Here we give int char no width, and the system assigns it a width by default.
m indicates the maximum display width. The maximum effective display width is 255. The display width is independent of the range of values that the storage size or type contains
Let's do the test.
Copy Code code as follows:
MySQL (root@localhost:test 03:19:00) >create Table C (
-> ID int NOT NULL,
-> name char not NULL);
Query OK, 0 rows affected (0.25 sec)
MySQL (root@localhost:test 03:19:34) >desc C;
+-------+---------+------+-----+---------+-------+
| Field | Type | Null | Key | Default | Extra |
+-------+---------+------+-----+---------+-------+
| ID | Int (11) | NO | | NULL | |
| name | char (1) | NO | | NULL | |
+-------+---------+------+-----+---------+-------+
2 rows in Set (0.00 sec)
So we can see here, the system will automatically give our data type a default broadband value, where this width is in fact only in the role of Zerofill can play a certain role. Below we'll see what the other defaults are,
Copy Code code as follows:
MySQL (root@localhost:test 03:34:53) >alter table C Modify ID smallint;
Query OK, 0 rows affected (0.05 sec)
records:0 duplicates:0 warnings:0
MySQL (root@localhost:test 03:39:39) >desc C;
+-------+-------------+------+-----+---------+-------+
| Field | Type | Null | Key | Default | Extra |
+-------+-------------+------+-----+---------+-------+
| ID | smallint (6) | YES | | NULL | |
| name | varchar (10) | YES | | NULL | |
+-------+-------------+------+-----+---------+-------+
2 rows in Set (0.00 sec)
MySQL (root@localhost:test 03:39:44) >alter table C Modify ID bigint;
Query OK, 4 rows affected (0.23 sec)
Records:4 duplicates:0 warnings:0
MySQL (root@localhost:test 03:40:12) >desc C;
+-------+-------------+------+-----+---------+-------+
| Field | Type | Null | Key | Default | Extra |
+-------+-------------+------+-----+---------+-------+
| ID | bigint (20) | YES | | NULL | |
| name | varchar (10) | YES | | NULL | |
+-------+-------------+------+-----+---------+-------+
2 rows in Set (0.01 sec)
Here we look at the case where the insertion value is greater than the range of values of the data type:
Copy Code code as follows:
MySQL (root@localhost:test 03:25:58) >insert into C values (+, ' Chen ');
Query OK, 1 row affected, 2 warnings (0.08 sec)
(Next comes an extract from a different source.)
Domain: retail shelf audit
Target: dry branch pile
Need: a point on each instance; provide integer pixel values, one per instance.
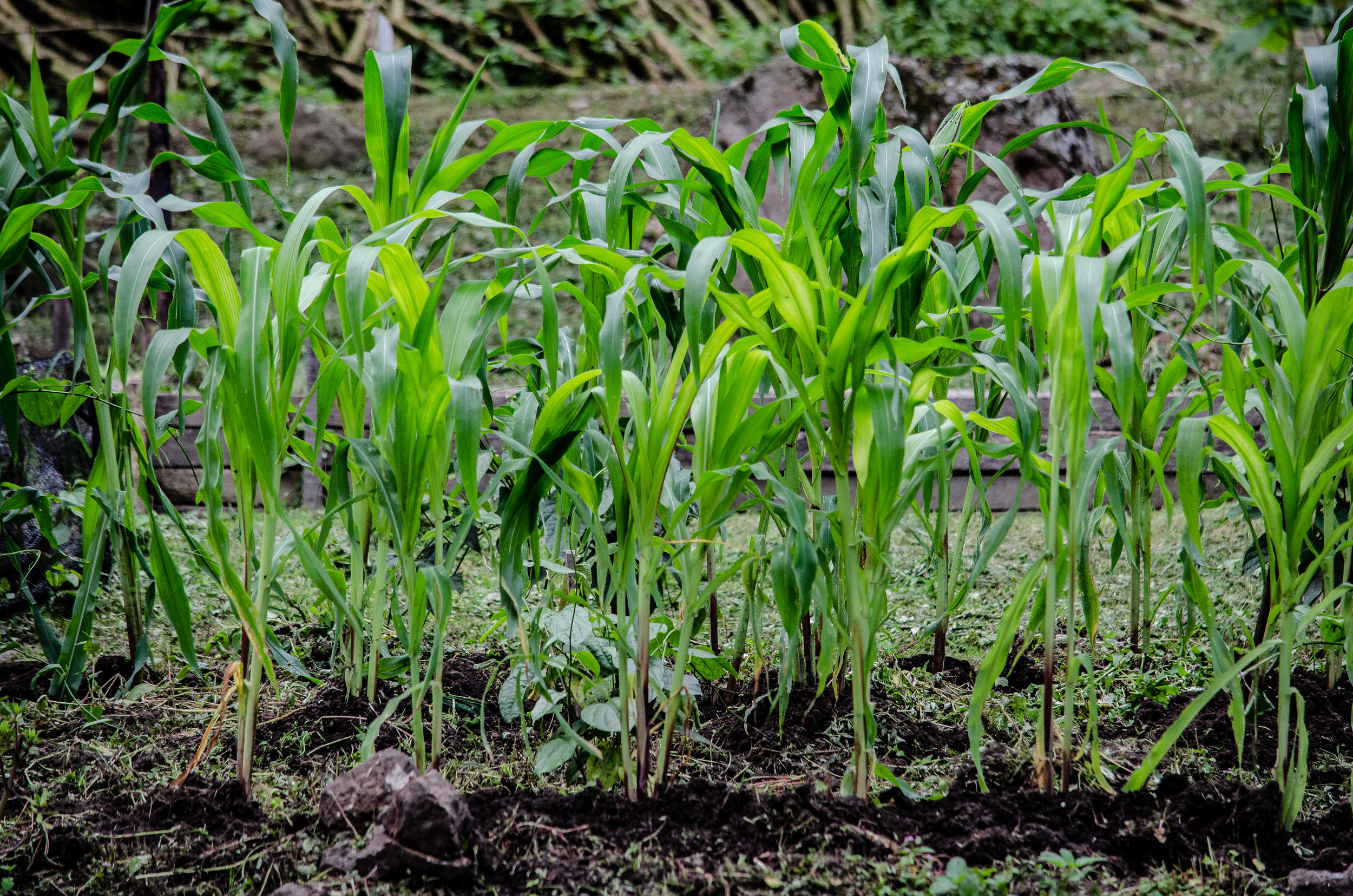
(524, 42)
MySQL (root@localhost:test 03:26:20) >show warnings;
+---------+------+---------------------------------------------+
| Level | Code | message |
+---------+------+---------------------------------------------+
| Warning | 1264 | Out of range value for column ' ID ' at row 1 |
| Warning | 1265 | Data truncated for column ' name ' at row 1 |
+---------+------+---------------------------------------------+
2 rows in Set (0.00 sec)
MySQL (root@localhost:test 03:26:27) >select * from C;
+------+------+
| ID | name |
+------+------+
| 127 | C |
+------+------+
1 row in Set (0.02 sec)
MySQL (root@localhost:test 03:26:40) >insert into C values ("The", ' Chen ');
Query OK, 1 row affected, 2 warnings (0.05 sec)
MySQL (root@localhost:test 03:26:53) >select * from C;
+------+------+
| ID | name |
+------+------+
| 127 | C |
| 127 | C |
+------+------+
2 rows in Set (0.00 sec)
The tinyint here is a byte, an integer that can represent the range from 0-255, but why not here until 127, The
reason is that we didn't give him an unsigned type.